フタとなるマフィンがあれば、フォークナイフがなくともかぶりつけるのに。
それはさておき初ベネディクトの感想はというと、「酸っぱい」であった。
この黄色いソース、卵をふんだんに使ったまろやかな味なのだと思っていたら、「オランデーズソース」という代物らしい。
卵黄のソースであることは違いないが、レモン果汁がたくさん用いられているようで、それがこの独特な酸っぱさになっている。
いずれにせよおいしい。
半熟卵と混ざり合うととてもおいしい。
それにしても、卵の上に卵のソースとは、本当に卵が好きな人が考え出したメニューなのだろうなあ。
コレステロールだけが心配である。
ムッシャムッシャと第1巡目の品々を食らっていると、日曜の午後のよい時間になってきたようで、客が少しずつ増えてきた。
相変わらず「若い家族や夫婦とその親」という気遣いに満ち溢れたグループが多いなか、女子会グループもチラホラ。
なんとシェフが直々に出てきて記念撮影を行っている。
なんだよ可愛い子にはそんなサービスがあるのかよと思いつつも、シェフが来て「写真撮りましょう」なんて言われたら私はきっと照れて断る。
よくよく見ていれば、その集いは誕生会のようで、プレゼントを渡している様子が垣間見えた。
言っておくが私だって誕生日会としてこの場に来ている。

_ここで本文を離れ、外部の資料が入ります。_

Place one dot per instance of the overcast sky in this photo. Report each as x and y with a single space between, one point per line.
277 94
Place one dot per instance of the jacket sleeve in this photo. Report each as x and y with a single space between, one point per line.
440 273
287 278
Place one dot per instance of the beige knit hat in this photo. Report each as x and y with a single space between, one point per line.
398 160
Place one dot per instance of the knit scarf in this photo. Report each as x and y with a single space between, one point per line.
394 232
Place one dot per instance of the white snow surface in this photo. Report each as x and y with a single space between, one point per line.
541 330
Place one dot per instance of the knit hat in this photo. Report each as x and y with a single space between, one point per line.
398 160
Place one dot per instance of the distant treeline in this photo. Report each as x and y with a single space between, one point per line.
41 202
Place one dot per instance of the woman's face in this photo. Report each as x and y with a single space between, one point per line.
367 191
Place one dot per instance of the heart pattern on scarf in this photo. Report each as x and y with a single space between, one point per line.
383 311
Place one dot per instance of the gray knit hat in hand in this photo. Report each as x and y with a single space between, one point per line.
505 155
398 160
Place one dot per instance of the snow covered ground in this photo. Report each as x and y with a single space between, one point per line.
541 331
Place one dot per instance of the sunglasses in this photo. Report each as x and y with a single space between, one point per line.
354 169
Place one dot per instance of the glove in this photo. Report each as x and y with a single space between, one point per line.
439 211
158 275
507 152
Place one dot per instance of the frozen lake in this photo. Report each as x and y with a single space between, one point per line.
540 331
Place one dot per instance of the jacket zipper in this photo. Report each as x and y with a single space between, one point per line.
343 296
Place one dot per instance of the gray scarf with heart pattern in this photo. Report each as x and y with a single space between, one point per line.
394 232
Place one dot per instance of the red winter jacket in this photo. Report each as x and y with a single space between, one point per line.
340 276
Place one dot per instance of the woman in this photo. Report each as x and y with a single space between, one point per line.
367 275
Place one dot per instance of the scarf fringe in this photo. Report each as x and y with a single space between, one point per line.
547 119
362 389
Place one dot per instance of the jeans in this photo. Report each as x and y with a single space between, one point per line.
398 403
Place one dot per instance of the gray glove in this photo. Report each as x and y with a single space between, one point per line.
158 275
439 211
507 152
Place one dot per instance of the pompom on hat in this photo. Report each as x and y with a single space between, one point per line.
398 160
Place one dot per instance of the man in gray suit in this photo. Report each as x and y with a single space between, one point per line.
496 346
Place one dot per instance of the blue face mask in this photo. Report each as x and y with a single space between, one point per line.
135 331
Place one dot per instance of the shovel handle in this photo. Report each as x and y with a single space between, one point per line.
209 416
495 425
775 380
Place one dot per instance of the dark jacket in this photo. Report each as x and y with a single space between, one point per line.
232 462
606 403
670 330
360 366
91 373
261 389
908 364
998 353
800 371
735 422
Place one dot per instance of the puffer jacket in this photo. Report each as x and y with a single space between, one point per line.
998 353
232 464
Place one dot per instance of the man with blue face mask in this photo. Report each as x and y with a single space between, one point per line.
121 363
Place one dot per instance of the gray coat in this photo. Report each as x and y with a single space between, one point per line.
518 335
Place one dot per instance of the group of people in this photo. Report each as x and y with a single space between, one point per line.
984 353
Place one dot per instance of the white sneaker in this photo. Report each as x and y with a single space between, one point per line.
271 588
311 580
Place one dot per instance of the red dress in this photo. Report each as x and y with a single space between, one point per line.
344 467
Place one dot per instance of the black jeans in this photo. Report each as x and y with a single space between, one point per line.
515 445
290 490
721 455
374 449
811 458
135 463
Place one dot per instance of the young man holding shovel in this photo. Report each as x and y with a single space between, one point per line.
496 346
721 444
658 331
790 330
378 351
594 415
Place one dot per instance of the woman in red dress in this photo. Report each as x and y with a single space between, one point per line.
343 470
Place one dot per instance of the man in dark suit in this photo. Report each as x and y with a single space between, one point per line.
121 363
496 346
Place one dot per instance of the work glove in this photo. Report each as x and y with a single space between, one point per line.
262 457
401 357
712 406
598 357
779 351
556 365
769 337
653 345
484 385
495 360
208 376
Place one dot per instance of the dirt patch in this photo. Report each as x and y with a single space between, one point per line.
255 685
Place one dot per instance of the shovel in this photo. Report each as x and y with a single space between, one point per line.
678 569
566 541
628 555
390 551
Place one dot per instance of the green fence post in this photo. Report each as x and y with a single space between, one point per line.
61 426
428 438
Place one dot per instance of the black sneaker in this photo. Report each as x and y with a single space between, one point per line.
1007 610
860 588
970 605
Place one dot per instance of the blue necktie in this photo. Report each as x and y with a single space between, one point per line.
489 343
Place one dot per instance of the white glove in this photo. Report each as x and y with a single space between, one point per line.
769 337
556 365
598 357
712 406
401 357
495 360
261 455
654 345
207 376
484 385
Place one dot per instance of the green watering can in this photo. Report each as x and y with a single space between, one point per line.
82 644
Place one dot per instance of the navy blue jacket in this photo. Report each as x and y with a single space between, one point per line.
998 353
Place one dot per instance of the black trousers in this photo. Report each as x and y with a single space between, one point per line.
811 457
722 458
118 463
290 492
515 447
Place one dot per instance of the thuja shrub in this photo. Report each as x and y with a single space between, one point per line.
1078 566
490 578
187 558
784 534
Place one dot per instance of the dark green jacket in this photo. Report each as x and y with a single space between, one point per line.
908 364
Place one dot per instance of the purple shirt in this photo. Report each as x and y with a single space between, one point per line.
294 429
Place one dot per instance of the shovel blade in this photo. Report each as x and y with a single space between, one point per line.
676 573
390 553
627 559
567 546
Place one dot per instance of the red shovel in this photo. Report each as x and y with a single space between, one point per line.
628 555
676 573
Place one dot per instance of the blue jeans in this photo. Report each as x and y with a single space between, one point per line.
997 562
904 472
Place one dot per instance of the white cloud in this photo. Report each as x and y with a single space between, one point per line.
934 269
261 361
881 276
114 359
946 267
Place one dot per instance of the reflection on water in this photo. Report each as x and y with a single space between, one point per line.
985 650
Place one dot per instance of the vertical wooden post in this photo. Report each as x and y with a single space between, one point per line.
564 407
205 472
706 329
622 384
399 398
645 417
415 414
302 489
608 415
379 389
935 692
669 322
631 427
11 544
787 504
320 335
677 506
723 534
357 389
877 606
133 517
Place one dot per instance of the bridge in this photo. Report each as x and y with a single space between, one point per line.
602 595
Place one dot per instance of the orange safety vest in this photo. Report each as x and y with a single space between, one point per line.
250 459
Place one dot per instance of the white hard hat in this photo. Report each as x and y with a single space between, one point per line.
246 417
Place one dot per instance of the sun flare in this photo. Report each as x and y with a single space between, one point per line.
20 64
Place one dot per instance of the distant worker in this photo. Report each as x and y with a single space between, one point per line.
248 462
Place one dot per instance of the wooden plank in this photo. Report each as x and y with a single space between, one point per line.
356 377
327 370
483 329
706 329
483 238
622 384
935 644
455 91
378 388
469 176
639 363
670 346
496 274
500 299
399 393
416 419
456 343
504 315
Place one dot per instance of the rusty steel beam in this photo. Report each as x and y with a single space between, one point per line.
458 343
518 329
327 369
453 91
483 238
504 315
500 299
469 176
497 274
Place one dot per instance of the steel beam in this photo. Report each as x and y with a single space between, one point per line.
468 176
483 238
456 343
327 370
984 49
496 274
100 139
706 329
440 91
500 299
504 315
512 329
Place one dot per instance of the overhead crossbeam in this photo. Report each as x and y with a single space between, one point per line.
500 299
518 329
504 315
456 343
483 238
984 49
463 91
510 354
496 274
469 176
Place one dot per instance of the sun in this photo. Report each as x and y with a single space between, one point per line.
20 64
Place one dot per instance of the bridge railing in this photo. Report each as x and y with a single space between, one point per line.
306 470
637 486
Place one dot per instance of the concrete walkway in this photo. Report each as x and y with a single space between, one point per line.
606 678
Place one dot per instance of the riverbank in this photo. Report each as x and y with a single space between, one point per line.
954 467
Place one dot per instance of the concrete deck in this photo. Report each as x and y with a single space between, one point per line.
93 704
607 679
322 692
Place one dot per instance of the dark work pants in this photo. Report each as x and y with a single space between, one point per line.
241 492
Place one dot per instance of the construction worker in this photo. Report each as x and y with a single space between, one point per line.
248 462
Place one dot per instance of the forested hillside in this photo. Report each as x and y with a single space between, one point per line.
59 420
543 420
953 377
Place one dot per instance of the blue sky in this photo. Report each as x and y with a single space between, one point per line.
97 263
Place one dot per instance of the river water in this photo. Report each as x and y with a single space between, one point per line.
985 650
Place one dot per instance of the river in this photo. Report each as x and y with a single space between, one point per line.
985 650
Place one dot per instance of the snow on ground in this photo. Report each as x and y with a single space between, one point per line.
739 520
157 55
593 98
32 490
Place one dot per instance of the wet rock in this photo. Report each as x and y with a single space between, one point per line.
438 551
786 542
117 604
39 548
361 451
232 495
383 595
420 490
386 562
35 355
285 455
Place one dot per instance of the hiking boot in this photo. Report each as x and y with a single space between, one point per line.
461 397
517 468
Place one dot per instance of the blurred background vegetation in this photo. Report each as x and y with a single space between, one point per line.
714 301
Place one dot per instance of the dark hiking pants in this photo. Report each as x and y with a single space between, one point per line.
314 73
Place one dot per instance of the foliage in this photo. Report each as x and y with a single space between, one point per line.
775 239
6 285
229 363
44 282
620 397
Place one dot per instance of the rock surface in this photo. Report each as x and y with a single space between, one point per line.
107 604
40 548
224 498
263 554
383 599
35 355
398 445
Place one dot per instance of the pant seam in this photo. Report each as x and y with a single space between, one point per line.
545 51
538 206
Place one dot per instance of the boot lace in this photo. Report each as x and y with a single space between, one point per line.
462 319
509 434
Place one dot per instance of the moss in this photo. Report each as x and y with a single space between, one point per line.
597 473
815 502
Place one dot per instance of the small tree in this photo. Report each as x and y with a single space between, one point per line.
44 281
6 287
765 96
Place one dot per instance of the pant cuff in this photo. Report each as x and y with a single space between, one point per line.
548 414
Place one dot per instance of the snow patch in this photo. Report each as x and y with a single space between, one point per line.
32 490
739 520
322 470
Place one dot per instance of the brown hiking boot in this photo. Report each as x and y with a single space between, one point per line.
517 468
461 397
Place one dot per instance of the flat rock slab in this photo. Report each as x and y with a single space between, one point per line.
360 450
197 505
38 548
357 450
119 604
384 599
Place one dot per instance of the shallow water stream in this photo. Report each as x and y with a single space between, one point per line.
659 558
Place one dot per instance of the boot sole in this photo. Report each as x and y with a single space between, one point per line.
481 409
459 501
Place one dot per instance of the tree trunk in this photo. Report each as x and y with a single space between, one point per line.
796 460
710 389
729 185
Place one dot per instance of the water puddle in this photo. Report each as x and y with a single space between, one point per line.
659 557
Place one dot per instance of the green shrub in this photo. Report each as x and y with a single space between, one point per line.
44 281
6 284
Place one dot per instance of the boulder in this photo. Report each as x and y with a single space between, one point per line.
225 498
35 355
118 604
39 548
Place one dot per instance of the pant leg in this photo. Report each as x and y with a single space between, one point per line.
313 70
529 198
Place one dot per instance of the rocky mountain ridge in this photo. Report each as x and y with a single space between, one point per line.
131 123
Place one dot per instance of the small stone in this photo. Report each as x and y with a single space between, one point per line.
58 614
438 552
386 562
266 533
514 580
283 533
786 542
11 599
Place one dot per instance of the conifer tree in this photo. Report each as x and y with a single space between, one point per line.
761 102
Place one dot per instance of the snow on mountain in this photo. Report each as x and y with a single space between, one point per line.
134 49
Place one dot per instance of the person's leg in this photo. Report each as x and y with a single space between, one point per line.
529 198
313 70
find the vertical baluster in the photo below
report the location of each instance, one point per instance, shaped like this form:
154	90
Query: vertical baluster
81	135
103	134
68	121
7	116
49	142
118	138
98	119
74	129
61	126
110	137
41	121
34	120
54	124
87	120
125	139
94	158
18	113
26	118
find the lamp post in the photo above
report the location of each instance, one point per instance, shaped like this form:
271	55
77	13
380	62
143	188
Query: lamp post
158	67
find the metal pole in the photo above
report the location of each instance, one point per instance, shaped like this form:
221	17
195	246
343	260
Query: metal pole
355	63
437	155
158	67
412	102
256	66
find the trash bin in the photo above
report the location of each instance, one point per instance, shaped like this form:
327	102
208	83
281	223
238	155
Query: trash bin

お揃いだ。
その違いは「参加人数」以外何もない。
それにしても・・・友だちの誕生日におひとり様7,000円のランチ会とは、なんという貴族集団。
いいよなあ、金持ち。
ほしいよなあ、金。
邪念を振り払うが如く、一心不乱にエッグベネディクトを食していると、美しいカップルが目の前をすっと通り、私のすぐ近くの席についた。
歳は30代前半ごろだろうか。
男性はさわやか、それでいて稼いでいるオーラをまとっており、女性は華奢で姿勢がよく、利発そうなキリリとした顔つき。
カップルで来店しているのはそれなりに年齢を重ねた方ばかりだったため、目立つ。
ううん・・・彼女、あんなに痩せていて、食べ放題が楽しめるのだろうか。
気になって目で追っていると、彼らは談笑しながら席をいったん立ち、食べ物を取りに行った。
2人でべったりくっつきながら調理台でうろつくようなことはなく、めいめいに好きなものを取って戻ってきた。
白い皿に鮮やかな緑のレタスやベビーリーフ、そしてライブキッチンで取り分けられたローストビーフ。
・・・皿の上まで、美しいとは・・・。
目の前の、まだ手を付けていないデザート皿に視線を落とす。
ケーキの群れが、皿の余白を埋め尽くすかのように林立している。
しかも汚い。本来美しかったはずのケーキが台無しだ。
さきほど平らげたおかず皿はといえば、皿が白いことを忘れるほどに、ぎっしり・みっちりとした盛り方をしていたことが容易に思い出された。
人種の差を見せつける目盛りの存在を感じる。
その名も、「品格」・・・。
この店内において、私がぶっちぎりで最下位だ。
シェフ、申し訳ない。
こんなことでは、私のほうから一緒に記念撮影してほしいと頼んだとしても断られるに違いない。
自らの浅ましさ、卑しさ、品格レベルの低さを嘆いていると、目の前の例のカップルの席に「ガス入りミネラルウォーター」が運びこまれた。
あれか、かの有名なサンペレグレノとかいうやつか。ペリエとかいうやつか。
嬉々として「普通の水」を飲んでいる私って・・・。
いや、ここでブレては負けだ。気張っていこう。